Menschen haben wohl schon immer versucht, negative Stimmungen zu vermeiden, oder wenn sie auftraten, sie nicht lange aushalten zu müssen. Dabei gibt es durchaus Ausnahmen: Die melancholische Stimmung galt in früheren Zeiten durchaus als ein Zustand, den man erleben konnte und durfte, auch mit der Gewissheit, dass man hindurchkommt und hernach vielleicht sogar gestärkt ist. Es spricht aber vieles dafür, dass durch die Bedingungen der postmodernen Welt – Individualisierung, Beschleunigung des Alltags, dauernde hohe Leistungsfähigkeit in Beruf und Freizeit – Ausmaß und Häufigkeit negativer Stimmungen zugenommen hat.

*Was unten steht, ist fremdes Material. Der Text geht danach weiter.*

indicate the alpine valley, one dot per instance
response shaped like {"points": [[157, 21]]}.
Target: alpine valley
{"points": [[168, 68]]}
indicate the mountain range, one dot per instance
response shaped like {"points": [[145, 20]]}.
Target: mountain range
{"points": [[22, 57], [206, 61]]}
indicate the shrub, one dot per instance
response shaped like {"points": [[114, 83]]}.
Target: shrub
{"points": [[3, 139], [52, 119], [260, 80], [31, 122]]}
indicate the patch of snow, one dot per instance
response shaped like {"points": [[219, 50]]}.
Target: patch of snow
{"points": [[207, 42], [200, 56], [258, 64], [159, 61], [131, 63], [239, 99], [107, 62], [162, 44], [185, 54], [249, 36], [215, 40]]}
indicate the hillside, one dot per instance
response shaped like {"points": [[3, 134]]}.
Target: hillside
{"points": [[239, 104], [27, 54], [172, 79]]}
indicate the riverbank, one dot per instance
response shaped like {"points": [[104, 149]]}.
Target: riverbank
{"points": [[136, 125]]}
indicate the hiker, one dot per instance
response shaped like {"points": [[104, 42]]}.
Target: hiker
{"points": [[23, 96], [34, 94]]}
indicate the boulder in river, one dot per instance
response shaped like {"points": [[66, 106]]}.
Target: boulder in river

Definitionen: Psychologie der Stimmungen

Stimmungen unterscheiden sich von Gefühlen, Emotionen und Affekten dadurch, dass sie als zeitlich länger ausgedehnt erlebt werden. Bei gesunden Menschen ist von einer ausreichenden Stimmungsstabilität auszugehen. Dennoch sind auch sie bestimmten situationsbezogenen Schwankungen unterworfen. Sie weisen meist keinen scharf umrissenen Anfang oder ebenso kein deutlich markiertes Ende auf. Auch müssen Stimmungen nicht immer einen klaren Auslöser aufweisen. Im Unterschied zu Emotionen sind Stimmungen länger anhaltend und nicht von so starker Intensität wie plötzliche Gefühlsregungen. Sie weisen meist auch keinen klaren Anfang oder ein markant definiertes Ende auf, verlaufen damit eher schleichend und diffus. Stimmungen werden dabei als Resultat aus inneren emotionalen und kognitiven Prozessen und Interaktionen mit Umweltreizen und –ereignissen angesehen. Sie haben vor allem die Funktion, Menschen über ihr Wahrnehmungs- und Informationsverarbeitungssystem Orientierung in Bezug auf die Umwelt und sich selbst zu geben. 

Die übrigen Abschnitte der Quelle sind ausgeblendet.